Harness Status - Error loading app.harnes.io

Error loading app.harnes.io - inaccessible

Incident Report for Harness

Postmortem

Impact

Harness Platform UI was intermittently inaccessible during the time of the incident.

Root Cause

One of the microservices in the harness cluster of services had an issue that lead to a spike in memory utilization of the cache store. Other services that depend on the same store got impacted leading to UI becoming inaccessible.

Timeline

Time	Event
8th May 4:10pm PST	Pipeline Service team started validation of a change by running a script.
8th May 4:27pm PST	Internal call was started and we started checking the failure.
8th May 4:30pm PST	Identified redis memory spike around 10 mins earlier
8th May 4:33pm PST	PL team help in deleting cache key entries for `schemaDetailsCache` and `partialSchemaCache`
8th May 4:35pm PST	OPS team helped increase redis memory store cache higher value to accommodate the spike.
8th May 4:40pm PST	Functionality returned back to normal

Action items

Fix the bug in the API that caused the spike cache memory store.
Gracefully handle such memory spikes/exhaustion of resources.
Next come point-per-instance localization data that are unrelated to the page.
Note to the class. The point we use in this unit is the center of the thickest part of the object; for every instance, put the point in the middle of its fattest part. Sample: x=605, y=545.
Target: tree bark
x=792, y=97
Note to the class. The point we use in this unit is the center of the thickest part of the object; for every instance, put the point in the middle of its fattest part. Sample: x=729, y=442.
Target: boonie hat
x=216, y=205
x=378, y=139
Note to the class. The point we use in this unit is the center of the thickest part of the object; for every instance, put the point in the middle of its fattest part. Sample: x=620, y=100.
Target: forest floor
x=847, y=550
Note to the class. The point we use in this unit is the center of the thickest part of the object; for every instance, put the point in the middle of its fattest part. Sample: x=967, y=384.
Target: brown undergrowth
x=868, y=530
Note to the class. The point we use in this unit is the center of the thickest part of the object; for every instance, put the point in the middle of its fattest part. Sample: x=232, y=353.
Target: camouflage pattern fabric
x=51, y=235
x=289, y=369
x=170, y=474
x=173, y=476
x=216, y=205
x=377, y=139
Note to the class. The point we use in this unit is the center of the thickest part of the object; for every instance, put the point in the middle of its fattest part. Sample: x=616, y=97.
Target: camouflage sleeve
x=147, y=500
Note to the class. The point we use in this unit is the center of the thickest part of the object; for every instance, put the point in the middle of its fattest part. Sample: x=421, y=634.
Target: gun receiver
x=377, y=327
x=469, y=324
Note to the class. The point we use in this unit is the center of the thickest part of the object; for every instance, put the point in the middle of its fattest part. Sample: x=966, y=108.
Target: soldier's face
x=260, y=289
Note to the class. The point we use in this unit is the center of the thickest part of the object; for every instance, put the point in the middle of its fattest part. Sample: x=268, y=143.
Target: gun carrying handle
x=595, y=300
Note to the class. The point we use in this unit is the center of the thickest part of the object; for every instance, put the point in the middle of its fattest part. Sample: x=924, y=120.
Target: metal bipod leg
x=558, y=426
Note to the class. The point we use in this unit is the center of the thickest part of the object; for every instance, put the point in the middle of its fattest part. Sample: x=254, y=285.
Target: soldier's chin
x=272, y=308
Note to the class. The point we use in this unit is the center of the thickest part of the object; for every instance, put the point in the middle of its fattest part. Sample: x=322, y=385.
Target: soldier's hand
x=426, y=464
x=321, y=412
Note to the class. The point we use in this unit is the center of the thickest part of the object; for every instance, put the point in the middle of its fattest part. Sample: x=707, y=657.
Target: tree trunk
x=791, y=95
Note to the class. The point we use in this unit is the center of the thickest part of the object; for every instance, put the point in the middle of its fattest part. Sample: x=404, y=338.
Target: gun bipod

Posted May 10, 2023 - 11:04 PDT

Resolved

We can confirm normal operation. Get Ship Done!
We will continue to continue to monitor to ensure stability, additionally, we are investigating the root cause and will publish a postmortem soon.

Posted May 08, 2023 - 16:47 PDT

Monitoring

Identified a caching failure when accessing app.harness.io, service issues have been addressed and normal operations have been resumed. We are monitoring the service to ensure normal performance continues.

Posted May 08, 2023 - 16:40 PDT

Investigating

We are currently investigating the issue.

Posted May 08, 2023 - 16:36 PDT

This incident affected: Prod 1 (Continuous Delivery (CD) - FirstGen - EOS).